Choose a good fake word
You’re going to make up a word that, when you type it, your phone will replace it with your chosen text, so you want it to be a word you’d never type except when you want that text replaced. For example, for my work address I use “waddress.” For my phone number I use “phhn.” For email, I might use, “eeemail.” You get the picture. That way it doesn’t autofill when you’re just trying to write the word out. Okay, now here’s how you do it on Android and iOS.
- Open Settings, then tap System.
- Scroll down to Language & Input, and then click Virtual Keyboard.
- Select Gboard (or whatever your default keyboard is).
- Then hit Dictionary > Personal Dictionary > English (or whatever your language is).
- Once there, hit the plus symbol (+) at the top of the screen, and you can now add custom words and phrases.
- Where it says “type a word” you will add whatever phrase you want to appear. For example, “Call my cell at (555) 555-5555,” and then under Shortcut, write “phhn” or whatever shortcut you will remember.
- That’s it! Hit the back arrow and you’ll see it in your list of custom phrases. You can always edit or delete them later.
- Open up a document and then hit the “More” button (the three dots).
- Click Settings, then tap Auto-Correction.
- Make sure Text Replacement is set to ON.
- Tap the Replacements List, and then hit the plus button (+).
- Under Shortcut, type the secret word you want to use (e.g. “hhhhh” for your Hotmail address.
- Under Phrase, type whatever it is you want to say (e.g. email@example.com).
It’s as easy as that! You can create as many shortcuts as you want.

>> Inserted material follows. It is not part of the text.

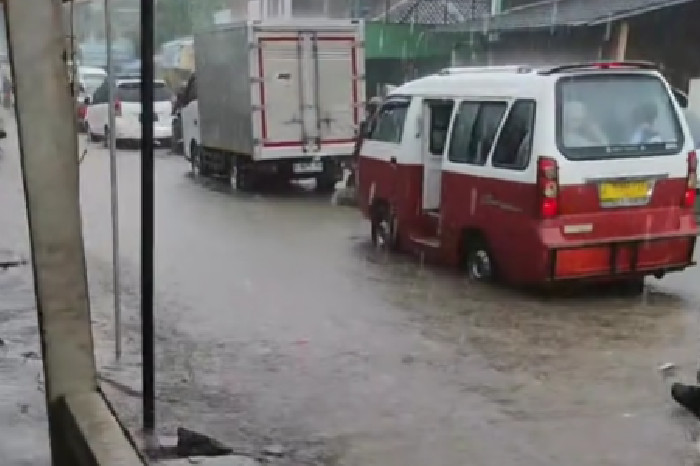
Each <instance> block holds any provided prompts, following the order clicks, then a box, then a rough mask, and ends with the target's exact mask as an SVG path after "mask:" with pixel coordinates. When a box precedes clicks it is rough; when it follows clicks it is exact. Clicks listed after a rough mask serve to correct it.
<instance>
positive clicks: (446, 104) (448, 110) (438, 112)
mask: <svg viewBox="0 0 700 466" xmlns="http://www.w3.org/2000/svg"><path fill="white" fill-rule="evenodd" d="M428 104H429V106H430V134H429V140H428V151H429V152H430V153H431V154H432V155H443V153H444V152H445V146H446V145H447V132H448V131H449V129H450V121H451V120H452V110H453V109H454V102H453V101H451V100H443V101H434V102H428Z"/></svg>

Using apps like TextExpander
TextExpander has been around a long time but there are other similar tools, including a free version that can save you roughly a kajillion keystrokes over the course of a year. Here’s how to use TextExpander to cut time out of your common tasks.
What is it?
You know how your phone has autocomplete? Think of TextExpander as autocomplete on steroids. A lot of steroids. In principle, it’s not that different from using your phone’s custom dictionary described above. This is a far more robust solution, though. Essentially TextExander is an app for your computer (Mac, PC, or Chrome) that allows you to type a keyword that you choose and instantly replace that keyword with whatever body of text you want. This works across all applications, whether you’re using Word, writing an email in your web browser, or texting in iMessage—it doesn’t matter.
How to use it
The app is somewhat spartan, and it’s extremely intuitive. It’s always running in the background, but it’s not a memory hog. It’s as simple as opening the app, hitting New Snippet, filling in the text that you want to appear under Content, and then choosing an abbreviation. For the abbreviation, make sure it’s not a word that you would ever naturally type.